Notes from Berlin, October 2012
Stadtbad Mitte, Gartenstraße. Built in 1930. Survived the bomb raids of the second world war. Renovated in the 1990s. The roof and the walls are covered in squares of glass, and even on this grey day the light comes pouring in and the big room is warm and inviting.
This is the first time I’ve been in a 50-metre pool since I was a kid, when we used to spend long summer afternoons at the Coral Casino in Santa Barbara, practicing our dives and our cannonballs, making up games, peering through the sauna steam at the naked old ladies, their skin folding and drooping, fascinated and horrified by this glimpse of what we would, if we were lucky, someday ourselves become.

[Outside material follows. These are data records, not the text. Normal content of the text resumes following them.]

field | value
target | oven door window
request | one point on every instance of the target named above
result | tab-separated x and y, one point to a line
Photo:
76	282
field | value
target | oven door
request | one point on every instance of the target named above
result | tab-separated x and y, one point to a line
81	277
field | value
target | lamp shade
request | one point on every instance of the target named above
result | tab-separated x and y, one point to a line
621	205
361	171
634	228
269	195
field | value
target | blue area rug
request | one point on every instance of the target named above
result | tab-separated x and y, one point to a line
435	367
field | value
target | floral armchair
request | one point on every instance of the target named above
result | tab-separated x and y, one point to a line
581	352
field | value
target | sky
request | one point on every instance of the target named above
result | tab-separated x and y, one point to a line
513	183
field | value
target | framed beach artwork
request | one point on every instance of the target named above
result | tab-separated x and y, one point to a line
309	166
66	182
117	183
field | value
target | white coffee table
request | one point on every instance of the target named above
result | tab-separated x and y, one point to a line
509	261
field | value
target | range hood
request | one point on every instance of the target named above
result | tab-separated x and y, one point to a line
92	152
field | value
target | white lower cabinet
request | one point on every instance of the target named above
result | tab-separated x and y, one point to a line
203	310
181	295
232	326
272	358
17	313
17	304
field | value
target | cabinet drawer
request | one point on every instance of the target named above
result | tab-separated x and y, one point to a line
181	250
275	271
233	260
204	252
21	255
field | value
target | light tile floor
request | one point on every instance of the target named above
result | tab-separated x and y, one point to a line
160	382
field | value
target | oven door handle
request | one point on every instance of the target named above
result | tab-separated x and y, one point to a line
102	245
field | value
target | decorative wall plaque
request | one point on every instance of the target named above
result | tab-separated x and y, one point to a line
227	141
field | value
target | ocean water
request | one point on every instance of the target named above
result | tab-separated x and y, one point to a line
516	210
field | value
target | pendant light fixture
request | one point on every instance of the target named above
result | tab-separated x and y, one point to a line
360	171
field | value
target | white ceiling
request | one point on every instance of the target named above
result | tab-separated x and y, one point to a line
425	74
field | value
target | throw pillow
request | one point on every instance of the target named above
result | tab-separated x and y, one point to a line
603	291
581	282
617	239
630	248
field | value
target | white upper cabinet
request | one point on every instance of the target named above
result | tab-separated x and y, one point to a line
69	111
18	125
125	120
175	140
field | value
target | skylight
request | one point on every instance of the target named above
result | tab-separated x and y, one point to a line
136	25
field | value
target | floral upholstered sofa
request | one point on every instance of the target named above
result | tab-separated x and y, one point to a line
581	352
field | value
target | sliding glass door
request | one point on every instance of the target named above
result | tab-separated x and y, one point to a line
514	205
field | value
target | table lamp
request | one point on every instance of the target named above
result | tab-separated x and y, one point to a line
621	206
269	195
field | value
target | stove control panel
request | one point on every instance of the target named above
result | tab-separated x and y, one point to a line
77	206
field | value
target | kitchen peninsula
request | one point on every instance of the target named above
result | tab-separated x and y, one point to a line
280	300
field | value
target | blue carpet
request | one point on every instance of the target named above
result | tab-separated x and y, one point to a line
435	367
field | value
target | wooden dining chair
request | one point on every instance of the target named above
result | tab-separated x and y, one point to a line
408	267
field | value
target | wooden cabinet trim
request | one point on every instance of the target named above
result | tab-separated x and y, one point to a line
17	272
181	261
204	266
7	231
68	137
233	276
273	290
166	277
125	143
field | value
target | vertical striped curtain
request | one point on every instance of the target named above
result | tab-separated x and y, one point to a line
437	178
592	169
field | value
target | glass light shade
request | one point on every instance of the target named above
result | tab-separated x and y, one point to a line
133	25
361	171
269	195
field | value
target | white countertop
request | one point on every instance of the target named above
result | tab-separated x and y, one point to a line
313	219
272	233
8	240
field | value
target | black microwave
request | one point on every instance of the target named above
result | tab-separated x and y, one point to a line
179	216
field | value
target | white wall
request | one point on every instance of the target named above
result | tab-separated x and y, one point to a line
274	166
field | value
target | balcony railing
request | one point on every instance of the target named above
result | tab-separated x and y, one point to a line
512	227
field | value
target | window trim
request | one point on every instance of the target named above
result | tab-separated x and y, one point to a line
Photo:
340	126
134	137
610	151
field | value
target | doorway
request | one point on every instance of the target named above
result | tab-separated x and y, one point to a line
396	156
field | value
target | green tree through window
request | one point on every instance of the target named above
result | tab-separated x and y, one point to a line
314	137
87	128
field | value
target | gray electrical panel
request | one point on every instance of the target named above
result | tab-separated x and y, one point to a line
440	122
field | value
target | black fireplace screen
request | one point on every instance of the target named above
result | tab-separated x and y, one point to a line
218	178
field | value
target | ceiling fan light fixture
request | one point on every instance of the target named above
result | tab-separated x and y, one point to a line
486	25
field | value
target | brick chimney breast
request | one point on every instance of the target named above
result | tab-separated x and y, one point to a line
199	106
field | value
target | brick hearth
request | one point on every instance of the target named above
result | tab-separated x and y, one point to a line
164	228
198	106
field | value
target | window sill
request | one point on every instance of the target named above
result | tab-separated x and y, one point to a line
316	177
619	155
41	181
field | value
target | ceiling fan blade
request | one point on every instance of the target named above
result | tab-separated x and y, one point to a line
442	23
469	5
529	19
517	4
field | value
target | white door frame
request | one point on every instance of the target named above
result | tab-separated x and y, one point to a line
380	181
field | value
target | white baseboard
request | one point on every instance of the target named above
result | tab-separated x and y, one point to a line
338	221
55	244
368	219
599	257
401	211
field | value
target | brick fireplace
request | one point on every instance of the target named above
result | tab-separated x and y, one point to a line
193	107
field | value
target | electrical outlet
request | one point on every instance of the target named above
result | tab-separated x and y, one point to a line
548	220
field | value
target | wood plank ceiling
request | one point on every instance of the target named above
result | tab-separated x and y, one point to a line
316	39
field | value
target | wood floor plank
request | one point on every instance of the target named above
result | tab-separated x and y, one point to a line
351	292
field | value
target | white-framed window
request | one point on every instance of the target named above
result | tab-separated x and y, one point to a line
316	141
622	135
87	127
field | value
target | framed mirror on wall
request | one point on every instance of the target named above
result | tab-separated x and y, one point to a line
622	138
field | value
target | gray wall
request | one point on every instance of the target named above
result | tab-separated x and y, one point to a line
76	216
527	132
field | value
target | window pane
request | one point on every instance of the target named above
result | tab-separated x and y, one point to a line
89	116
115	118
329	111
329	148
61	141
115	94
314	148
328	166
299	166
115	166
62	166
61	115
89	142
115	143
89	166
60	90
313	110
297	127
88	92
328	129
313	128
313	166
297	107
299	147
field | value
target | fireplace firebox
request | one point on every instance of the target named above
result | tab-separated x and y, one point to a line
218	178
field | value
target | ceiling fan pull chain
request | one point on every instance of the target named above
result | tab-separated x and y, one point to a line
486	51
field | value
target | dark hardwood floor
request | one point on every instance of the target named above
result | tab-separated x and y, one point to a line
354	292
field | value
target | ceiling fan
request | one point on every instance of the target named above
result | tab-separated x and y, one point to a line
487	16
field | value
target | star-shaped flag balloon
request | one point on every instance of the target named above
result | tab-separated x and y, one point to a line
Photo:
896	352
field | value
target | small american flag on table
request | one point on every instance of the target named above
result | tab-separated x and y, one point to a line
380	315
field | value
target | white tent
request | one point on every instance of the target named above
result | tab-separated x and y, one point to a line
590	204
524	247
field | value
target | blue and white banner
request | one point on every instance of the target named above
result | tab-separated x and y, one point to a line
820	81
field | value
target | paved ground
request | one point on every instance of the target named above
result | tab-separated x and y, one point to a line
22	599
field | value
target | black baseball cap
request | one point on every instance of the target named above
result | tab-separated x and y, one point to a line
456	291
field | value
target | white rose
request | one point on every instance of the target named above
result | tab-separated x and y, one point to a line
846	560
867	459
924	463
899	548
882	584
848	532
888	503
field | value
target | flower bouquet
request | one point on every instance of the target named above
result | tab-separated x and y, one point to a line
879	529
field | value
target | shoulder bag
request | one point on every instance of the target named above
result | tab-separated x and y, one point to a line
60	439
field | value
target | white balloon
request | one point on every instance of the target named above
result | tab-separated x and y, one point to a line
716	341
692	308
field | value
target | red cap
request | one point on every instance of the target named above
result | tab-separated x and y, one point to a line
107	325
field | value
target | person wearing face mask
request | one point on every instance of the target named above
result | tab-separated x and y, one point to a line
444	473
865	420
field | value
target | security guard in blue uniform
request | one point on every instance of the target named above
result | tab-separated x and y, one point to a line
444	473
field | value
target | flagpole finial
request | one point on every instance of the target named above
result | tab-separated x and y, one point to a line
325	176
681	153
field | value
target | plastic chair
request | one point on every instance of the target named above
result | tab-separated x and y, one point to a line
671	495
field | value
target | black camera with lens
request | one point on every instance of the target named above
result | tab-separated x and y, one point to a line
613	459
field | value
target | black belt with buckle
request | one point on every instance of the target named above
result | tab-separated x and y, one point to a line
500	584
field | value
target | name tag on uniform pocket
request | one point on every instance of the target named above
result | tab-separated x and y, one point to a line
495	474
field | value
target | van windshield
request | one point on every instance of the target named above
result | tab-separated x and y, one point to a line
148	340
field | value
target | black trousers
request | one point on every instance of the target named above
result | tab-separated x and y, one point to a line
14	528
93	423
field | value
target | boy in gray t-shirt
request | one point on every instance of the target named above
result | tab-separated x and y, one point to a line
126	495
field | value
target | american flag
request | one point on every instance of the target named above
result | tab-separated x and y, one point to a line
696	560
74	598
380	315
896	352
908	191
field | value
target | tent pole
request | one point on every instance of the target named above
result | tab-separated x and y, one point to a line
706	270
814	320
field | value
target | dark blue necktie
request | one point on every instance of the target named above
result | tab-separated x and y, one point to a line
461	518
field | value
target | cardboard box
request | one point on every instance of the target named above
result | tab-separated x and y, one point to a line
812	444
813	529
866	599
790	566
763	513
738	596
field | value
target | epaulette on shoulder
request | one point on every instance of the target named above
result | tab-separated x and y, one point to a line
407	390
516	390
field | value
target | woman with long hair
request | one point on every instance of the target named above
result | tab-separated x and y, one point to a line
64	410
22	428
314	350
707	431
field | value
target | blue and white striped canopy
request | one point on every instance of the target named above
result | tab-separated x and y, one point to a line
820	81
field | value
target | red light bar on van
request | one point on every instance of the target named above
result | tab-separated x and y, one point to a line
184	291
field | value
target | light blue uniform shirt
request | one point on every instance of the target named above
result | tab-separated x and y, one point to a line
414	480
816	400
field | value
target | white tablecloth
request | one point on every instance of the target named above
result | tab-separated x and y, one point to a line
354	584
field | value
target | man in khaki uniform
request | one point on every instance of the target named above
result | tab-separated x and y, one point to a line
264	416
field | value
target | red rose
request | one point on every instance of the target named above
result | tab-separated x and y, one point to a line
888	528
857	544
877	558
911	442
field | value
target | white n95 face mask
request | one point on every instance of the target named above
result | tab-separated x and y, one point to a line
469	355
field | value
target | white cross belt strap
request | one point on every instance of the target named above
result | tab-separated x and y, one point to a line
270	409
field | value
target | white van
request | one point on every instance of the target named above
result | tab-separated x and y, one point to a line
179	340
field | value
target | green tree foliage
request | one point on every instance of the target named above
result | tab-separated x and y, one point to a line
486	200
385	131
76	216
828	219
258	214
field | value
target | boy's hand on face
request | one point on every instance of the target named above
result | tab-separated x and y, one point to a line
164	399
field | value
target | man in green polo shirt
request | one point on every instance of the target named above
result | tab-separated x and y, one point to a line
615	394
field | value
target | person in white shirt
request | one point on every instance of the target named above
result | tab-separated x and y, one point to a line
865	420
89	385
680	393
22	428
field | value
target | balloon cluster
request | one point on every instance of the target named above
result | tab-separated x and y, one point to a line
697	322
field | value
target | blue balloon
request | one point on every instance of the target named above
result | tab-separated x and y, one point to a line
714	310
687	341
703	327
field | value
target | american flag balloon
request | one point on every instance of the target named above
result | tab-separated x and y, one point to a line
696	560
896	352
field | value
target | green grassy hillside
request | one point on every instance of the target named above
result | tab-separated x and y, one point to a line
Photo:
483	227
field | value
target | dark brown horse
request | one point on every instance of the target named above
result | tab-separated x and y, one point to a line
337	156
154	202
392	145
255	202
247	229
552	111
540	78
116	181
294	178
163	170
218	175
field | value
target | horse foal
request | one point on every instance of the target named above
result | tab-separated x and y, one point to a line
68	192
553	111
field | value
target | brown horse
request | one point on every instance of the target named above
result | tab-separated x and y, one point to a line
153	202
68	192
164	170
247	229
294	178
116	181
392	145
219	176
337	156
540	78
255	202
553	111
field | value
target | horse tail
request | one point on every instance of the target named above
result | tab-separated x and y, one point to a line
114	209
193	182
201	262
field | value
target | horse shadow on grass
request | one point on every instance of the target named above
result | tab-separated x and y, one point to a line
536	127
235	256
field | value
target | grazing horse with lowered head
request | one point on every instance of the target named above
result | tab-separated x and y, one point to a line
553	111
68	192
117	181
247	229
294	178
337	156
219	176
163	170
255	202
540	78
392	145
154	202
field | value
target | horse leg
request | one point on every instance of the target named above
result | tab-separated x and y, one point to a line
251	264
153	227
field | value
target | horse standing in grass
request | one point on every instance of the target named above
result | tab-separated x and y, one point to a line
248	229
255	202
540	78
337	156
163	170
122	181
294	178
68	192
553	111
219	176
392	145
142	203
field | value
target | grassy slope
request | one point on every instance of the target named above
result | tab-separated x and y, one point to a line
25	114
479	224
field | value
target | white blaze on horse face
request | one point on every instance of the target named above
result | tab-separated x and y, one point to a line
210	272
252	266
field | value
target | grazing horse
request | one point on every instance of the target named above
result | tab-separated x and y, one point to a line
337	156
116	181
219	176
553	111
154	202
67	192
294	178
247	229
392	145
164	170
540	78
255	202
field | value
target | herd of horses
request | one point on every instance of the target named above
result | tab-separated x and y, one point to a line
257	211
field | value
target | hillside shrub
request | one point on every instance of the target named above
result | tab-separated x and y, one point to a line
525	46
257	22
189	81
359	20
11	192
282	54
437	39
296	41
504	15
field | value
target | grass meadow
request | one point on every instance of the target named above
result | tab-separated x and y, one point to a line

I enter at the deep end, standing on the ledge that runs around the perimeter of the pool. I press my goggles against my face. The seal is weak and soon I’ll need to replace them. I push off from the wall. For most of the length, it seems as if I’m not moving at all: then, suddenly, I’m approaching the other wall. The pool is shallow here, so shallow that my knuckles are practically grazing the floor, and I am moving, and I have no sense of time; it might have taken me seconds or years to go from there to here.
I think about the particular and universal language of the pool. It’s a relatively recently acquired language, for me, but I feel fluent here, even though the only German word I know is the one for thank you. Thank you, I keep saying to everyone, even when what I really want to say is, “sorry” or “excuse me” or “yes” or “no” – as if hoping to somehow convey a kind of gratitude for being allowed to bumble along.
Anyhow, once I am dried and clothed again and out on the street I am back to being a foreigner. We walk towards the S-Bahn station. The day had started out cold and wet but now, in the early evening, it has brightened, and the shadows are long on the grass.